From London-rose, which was published last month by Semiotext(e).
I’m embarrassed by the bitterness I am feeling. It’s as if I had been sipping poison for the past ten years and it was now beginning to work. It has something to do with my American self as a power-mad machine and even more to do with the disappointments of a life now reaching self-judgment. Something to do with family life—my own childhood. And much to do with my work unnoticed (i.e. useless) and the simultaneous success of others close to me (as close as it is possible to be!) in my generation. I am a failure.
All my life I have been obsessed, overly distressed, by injustice, by the way whole populations are turned away at the gates to the palace because of a human preference for force over friendship. At the same time, I refuse to sneer at the people (my parents) who promoted the socialist ideals that came to be flawed. Most failures are a result of fatigue. Perseverance is one of the greatest virtues.
The office worker relates to her output as a stranger does to her knuckles on a person’s door. The gesture is tentative, even slavish. A sheet of paper, a file, some mail. She is alienated not just from her boss and co-workers, but from herself, because her work goes somewhere invisible. She might as well be an orange in a supermarket. Who judges and cares for her? The person who sucks her juices.
There is a pretense in my office that we are doing good work. In reality a digestive disease has taken over this entire system. It runs without purpose, guzzling money at one end and dispensing small amounts at the other. When I suggest a way to cut the diseased section out of the system, no one is there to hear me. All parties recede, notes are unanswered.
So far, and probably for decades to come, the way the office workers will rebel is outside the workplace. They will become hedonists and anti-intellectuals, religious fanatics or reactionary voters. Out of fear, they will leap onto the wrong figure of power. They will become obese with stagnation. The DNA of fascism so deftly used by the previous generation will show up on the stained spoons that feed their children. And more dictators will be born. From the lick of a spoon.

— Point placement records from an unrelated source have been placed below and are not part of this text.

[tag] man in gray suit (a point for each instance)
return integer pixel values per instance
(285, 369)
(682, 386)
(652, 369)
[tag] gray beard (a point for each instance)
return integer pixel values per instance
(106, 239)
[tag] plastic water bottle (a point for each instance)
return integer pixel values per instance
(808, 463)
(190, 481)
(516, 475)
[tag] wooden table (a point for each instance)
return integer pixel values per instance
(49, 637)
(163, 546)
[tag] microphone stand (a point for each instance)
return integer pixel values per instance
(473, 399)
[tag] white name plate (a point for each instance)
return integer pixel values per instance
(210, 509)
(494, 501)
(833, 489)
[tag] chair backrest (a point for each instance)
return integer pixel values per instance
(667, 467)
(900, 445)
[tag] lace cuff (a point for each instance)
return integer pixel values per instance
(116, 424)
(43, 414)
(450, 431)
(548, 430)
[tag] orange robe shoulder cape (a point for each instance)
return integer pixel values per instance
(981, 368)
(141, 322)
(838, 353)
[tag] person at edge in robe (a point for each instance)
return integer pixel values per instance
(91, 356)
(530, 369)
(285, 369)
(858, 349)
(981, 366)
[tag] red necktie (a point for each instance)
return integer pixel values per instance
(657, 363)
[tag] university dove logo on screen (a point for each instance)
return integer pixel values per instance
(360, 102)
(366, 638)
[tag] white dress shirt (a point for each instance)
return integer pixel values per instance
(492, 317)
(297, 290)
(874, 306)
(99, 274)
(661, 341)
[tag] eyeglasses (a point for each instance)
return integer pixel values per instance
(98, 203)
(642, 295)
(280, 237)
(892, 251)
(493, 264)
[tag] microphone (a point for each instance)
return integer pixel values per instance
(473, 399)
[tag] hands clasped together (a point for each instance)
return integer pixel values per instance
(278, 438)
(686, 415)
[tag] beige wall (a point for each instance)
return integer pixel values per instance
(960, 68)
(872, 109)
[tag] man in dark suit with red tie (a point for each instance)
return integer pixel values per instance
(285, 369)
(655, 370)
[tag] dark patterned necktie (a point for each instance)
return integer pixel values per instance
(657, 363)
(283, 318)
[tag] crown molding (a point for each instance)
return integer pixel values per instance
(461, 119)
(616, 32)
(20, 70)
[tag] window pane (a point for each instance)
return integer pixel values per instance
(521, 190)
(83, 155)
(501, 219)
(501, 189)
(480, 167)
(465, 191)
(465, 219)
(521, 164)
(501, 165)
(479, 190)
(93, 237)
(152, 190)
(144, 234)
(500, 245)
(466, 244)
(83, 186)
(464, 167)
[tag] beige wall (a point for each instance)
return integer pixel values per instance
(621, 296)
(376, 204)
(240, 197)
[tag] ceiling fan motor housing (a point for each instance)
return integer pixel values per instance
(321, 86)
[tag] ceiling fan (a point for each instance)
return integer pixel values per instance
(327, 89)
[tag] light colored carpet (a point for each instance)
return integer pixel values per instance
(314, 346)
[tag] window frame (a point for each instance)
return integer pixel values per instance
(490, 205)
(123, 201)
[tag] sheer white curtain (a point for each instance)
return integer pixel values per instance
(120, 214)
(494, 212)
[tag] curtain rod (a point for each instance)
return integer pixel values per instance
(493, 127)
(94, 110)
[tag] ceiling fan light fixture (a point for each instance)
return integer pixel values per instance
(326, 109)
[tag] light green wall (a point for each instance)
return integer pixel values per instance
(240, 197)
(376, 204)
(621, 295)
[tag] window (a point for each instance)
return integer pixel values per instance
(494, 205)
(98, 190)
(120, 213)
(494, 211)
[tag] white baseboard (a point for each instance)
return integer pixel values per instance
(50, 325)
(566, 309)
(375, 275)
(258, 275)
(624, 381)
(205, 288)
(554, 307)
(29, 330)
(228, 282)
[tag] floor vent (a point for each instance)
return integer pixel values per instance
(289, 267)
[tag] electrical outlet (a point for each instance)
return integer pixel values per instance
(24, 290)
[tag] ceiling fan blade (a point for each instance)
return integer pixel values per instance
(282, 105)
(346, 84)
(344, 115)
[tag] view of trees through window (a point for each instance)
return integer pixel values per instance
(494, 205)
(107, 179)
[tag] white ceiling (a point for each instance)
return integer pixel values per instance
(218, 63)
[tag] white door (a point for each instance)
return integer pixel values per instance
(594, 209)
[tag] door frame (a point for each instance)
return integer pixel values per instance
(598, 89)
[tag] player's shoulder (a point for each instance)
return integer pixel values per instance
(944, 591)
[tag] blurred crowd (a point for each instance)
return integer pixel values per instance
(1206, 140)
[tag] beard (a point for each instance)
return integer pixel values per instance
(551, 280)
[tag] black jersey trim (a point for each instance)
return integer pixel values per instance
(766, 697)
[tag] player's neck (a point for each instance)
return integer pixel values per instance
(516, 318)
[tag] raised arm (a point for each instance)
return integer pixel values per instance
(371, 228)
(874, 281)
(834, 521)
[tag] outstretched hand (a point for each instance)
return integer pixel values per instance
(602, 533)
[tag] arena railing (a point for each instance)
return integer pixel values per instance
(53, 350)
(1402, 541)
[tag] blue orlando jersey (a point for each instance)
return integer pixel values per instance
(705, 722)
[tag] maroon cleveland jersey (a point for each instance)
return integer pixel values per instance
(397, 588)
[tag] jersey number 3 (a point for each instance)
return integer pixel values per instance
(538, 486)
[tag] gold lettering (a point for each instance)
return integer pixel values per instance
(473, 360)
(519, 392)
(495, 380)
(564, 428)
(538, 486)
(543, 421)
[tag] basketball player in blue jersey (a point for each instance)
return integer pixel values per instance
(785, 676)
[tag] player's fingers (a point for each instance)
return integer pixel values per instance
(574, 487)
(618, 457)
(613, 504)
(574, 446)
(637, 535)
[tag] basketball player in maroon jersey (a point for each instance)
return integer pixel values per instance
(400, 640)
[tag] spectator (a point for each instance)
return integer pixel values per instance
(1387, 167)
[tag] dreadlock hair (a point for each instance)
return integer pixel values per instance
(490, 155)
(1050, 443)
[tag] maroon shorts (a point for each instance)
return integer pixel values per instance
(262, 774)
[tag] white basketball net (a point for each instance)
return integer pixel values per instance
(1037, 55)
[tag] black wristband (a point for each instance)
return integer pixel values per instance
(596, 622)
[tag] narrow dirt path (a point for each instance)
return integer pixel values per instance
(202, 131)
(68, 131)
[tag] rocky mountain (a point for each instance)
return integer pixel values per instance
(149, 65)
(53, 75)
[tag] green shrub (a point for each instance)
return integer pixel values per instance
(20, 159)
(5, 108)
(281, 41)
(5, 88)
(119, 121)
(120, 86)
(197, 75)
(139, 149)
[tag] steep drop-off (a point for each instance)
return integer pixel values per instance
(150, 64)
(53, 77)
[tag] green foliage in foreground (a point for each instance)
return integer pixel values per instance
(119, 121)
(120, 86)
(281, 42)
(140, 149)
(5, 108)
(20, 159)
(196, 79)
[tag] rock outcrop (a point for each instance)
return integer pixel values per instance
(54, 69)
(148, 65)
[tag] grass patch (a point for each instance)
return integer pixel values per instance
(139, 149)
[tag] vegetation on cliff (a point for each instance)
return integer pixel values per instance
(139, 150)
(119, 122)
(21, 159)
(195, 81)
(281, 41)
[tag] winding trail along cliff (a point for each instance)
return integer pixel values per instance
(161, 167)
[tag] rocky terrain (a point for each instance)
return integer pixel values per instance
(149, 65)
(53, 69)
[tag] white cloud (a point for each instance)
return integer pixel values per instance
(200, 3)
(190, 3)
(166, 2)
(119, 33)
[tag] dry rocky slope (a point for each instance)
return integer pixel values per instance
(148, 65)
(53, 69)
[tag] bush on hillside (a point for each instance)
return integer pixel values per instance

I try to explain to a group of interns, who seem malcontent, that there are people involved in this network of indifference who benefit from taking it seriously, even though it is absurd. They all agree to see themselves and one another as vital participants—citizens—in an orderly progress. They have determined that only the system can attribute value to their time, and they accept the value without question, because the more they do so the more they benefit. They have the good humor of winners who can mock their situation.
I tell the interns that often the winners groan over the burdens of working for the system, just enough to ward off shame. This way, they can achieve the benefits of being good citizens without experiencing guilt toward agitated losers. A reactionary democracy absorbs with tolerant smiles the frenzied outrage of those who question its authority.
Losers, by the way, are not rare victims, but represent the majority, like younger siblings who can’t have something simply because they are lesser. I reassure them by saying there are always more losers than elders.
Never, ever aspire to enter the “middle class,” only work to expand it to the breaking point.